Equity World Futures Surabaya – Harga minyak mentah dunia melanjutkan tren penurunan (bearish) pada perdagangan Kamis pagi (6/8). Koreksi ini dipicu oleh kesepakatan awal antara Iran dan Oman terkait jalur pelayaran di Selat Hormuz (Strait of Hormuz).
Berdasarkan data perdagangan pukul 07:09 WIB:
-
Minyak Brent melemah 0,3% ke level US$79,23 per barel.
-
Minyak WTI merosot 0,5% ke posisi US$74,84 per barel.
Secara kumulatif, harga WTI telah terdepresiasi sekitar 11% hanya dalam tiga hari pertama pekan ini.
Kesepakatan Jalur Tentatif Selat Hormuz
Pemerintah Iran mengonfirmasi bahwa penyusunan draf pernyataan bersama dengan Oman telah memasuki tahap akhir. Jalur pelayaran sementara tersebut diproyeksikan dapat beroperasi selama kurun waktu dua hingga empat bulan.
Kendati demikian, kesepakatan ini tidak serta-merta membuka total akses Selat Hormuz. Sejumlah Isu krusial masih dalam tahap pembahasan, meliputi:
-
Jaminan keamanan pelayaran.
-
Mekanisme pemantauan kapal (vessel monitoring).
-
Hak dan kewajiban masing-masing pihak yang terlibat.
Di sisi lain, Presiden AS Donald Trump saat berbicara di Las Vegas menyatakan bahwa Washington terus memantau dinamika negosiasi dengan Tehran. Meski membawa angin segar bagi pasar, para pelaku pasar (traders) tetap bersikap waspada mengingat beberapa kesepakatan sebelumnya pernah gagal di tengah jalan.

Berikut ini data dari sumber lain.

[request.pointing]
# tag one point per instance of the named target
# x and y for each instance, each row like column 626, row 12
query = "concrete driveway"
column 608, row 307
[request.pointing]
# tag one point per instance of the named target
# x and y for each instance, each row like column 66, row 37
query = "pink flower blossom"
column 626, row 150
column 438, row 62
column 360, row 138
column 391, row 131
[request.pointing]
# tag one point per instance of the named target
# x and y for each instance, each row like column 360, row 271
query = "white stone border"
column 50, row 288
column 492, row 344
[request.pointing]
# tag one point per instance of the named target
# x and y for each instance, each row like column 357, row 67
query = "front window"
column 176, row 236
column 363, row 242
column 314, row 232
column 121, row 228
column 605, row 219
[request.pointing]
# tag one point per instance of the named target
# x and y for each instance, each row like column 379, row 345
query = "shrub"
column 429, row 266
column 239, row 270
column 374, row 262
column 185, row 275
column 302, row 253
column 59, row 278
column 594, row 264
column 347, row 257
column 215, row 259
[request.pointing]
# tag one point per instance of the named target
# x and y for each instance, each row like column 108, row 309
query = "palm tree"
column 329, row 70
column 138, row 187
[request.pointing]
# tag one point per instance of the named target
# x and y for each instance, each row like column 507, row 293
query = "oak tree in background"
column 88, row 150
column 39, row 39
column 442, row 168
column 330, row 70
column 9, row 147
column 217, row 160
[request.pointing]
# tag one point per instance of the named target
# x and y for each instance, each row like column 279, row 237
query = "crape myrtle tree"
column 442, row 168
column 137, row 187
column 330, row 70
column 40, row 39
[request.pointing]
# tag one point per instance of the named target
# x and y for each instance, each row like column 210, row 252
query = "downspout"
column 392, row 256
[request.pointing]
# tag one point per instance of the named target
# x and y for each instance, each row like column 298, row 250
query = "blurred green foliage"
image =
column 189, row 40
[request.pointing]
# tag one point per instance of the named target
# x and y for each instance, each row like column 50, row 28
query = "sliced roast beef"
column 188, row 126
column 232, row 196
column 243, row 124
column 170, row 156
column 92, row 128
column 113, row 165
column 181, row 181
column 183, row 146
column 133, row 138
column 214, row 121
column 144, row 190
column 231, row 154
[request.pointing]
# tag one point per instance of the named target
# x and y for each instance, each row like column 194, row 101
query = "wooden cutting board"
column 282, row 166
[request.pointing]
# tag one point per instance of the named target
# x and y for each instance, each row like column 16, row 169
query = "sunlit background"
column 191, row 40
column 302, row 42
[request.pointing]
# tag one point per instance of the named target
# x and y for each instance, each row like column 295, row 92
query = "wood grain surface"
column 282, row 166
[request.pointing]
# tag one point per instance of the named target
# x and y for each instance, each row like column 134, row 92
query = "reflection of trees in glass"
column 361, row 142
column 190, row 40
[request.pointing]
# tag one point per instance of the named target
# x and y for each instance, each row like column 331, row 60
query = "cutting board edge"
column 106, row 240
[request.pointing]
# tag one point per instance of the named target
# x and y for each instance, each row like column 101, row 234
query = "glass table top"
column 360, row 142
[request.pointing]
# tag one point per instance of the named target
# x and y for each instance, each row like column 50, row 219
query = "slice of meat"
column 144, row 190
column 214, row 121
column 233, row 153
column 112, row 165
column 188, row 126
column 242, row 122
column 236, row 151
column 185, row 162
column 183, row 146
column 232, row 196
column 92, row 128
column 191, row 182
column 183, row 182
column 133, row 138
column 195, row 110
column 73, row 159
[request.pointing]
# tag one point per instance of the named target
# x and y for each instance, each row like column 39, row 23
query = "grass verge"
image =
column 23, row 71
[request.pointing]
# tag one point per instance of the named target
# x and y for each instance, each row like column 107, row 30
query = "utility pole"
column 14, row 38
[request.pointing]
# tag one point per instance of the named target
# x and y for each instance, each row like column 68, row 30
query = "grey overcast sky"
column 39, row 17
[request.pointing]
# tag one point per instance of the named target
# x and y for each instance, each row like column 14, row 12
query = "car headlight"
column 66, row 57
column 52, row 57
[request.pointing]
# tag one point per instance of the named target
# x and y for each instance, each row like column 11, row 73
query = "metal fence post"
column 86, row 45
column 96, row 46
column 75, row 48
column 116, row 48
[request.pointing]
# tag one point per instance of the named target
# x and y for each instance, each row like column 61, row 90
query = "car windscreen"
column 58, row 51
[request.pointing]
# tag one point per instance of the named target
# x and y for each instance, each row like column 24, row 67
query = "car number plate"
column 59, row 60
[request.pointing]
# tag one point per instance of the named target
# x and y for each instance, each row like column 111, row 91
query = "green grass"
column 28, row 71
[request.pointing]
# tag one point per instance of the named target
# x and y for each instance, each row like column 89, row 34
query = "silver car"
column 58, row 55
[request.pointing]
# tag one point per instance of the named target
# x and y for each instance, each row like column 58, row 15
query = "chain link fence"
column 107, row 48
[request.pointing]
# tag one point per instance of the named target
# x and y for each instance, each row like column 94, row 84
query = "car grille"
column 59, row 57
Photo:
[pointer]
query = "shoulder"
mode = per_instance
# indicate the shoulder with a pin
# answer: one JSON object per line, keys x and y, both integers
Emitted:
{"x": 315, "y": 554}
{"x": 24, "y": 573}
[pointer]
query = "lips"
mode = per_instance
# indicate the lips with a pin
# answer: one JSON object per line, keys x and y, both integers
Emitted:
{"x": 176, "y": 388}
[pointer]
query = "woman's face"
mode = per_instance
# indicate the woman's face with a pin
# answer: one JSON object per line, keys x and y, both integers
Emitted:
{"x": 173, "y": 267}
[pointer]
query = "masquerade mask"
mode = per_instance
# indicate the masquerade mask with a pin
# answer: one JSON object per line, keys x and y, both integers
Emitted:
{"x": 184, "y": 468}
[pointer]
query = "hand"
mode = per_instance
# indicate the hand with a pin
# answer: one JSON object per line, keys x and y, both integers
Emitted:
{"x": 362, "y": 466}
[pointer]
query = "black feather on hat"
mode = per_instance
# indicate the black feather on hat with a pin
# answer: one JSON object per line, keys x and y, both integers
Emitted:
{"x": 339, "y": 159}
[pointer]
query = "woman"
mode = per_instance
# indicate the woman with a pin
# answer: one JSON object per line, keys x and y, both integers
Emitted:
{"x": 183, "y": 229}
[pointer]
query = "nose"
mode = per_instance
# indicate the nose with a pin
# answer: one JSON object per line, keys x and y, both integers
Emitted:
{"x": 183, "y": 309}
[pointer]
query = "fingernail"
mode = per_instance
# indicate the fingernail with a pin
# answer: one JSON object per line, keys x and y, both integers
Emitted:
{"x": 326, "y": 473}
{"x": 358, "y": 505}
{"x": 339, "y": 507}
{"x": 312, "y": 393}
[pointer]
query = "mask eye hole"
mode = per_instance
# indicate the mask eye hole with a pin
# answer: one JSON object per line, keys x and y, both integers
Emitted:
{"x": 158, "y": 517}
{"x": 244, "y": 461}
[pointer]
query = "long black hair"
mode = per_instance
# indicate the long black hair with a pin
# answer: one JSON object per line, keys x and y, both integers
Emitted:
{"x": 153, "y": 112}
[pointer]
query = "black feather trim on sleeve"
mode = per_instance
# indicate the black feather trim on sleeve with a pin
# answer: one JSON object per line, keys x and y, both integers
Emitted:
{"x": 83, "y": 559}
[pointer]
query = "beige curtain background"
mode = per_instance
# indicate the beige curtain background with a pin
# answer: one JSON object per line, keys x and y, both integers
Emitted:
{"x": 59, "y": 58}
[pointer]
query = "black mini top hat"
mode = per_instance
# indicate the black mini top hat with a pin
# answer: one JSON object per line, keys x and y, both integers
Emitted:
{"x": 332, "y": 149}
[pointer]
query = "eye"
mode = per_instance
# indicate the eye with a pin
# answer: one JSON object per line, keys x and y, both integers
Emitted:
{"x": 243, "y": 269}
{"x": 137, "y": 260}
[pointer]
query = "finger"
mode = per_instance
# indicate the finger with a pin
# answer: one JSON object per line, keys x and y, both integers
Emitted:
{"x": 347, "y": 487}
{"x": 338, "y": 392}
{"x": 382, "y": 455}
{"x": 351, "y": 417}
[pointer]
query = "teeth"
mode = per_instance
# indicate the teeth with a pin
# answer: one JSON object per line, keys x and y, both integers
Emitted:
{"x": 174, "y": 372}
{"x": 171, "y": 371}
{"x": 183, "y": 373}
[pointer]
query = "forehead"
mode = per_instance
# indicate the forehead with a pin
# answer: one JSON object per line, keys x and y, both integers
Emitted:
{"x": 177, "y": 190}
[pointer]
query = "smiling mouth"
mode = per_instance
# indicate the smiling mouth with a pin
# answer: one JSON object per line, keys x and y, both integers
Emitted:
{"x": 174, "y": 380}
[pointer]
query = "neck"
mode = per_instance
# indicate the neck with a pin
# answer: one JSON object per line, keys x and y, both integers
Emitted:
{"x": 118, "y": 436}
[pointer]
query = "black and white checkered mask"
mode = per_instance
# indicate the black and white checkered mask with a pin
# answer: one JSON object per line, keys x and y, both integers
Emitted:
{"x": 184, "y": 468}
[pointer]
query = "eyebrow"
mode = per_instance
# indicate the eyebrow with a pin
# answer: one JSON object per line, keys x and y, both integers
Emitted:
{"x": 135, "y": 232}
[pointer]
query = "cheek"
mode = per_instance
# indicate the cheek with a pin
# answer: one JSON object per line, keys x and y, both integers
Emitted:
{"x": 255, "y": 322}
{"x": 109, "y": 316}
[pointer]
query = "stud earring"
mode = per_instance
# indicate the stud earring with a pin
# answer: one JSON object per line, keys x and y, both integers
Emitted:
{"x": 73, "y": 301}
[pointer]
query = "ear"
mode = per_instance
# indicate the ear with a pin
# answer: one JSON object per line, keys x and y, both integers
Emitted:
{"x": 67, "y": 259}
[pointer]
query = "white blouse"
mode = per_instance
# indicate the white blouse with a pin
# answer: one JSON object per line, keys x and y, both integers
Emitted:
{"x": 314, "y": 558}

Gangguan Pasokan dan Lonjakan Stok AS
Meskipun sentimen kesepakatan membayangi pasar, risiko gangguan pasokan minyak global belum sepenuhnya mereda:
-
Serangan Red Sea: Kelompok Houthi mengklaim telah menyerang kapal tanker minyak milik Arab Saudi dan mengancam armada kapal lainnya di Laut Merah.
-
Krisis Jalur Kaspia: Pengiriman minyak melalui terminal Caspian Pipeline Consortium mengalami hambatan akibat ancaman drone, isu keamanan, dan kelangkaan kapal tanker.
-
Kenaikan Inventaris AS: Laporan terbaru menunjukkan stok minyak mentah AS naik sekitar 2,5 juta barel—berseberangan dengan estimasi analis yang memprediksi penurunan. Cadangan minyak di Cushing juga kembali menembus angka 20 juta barel.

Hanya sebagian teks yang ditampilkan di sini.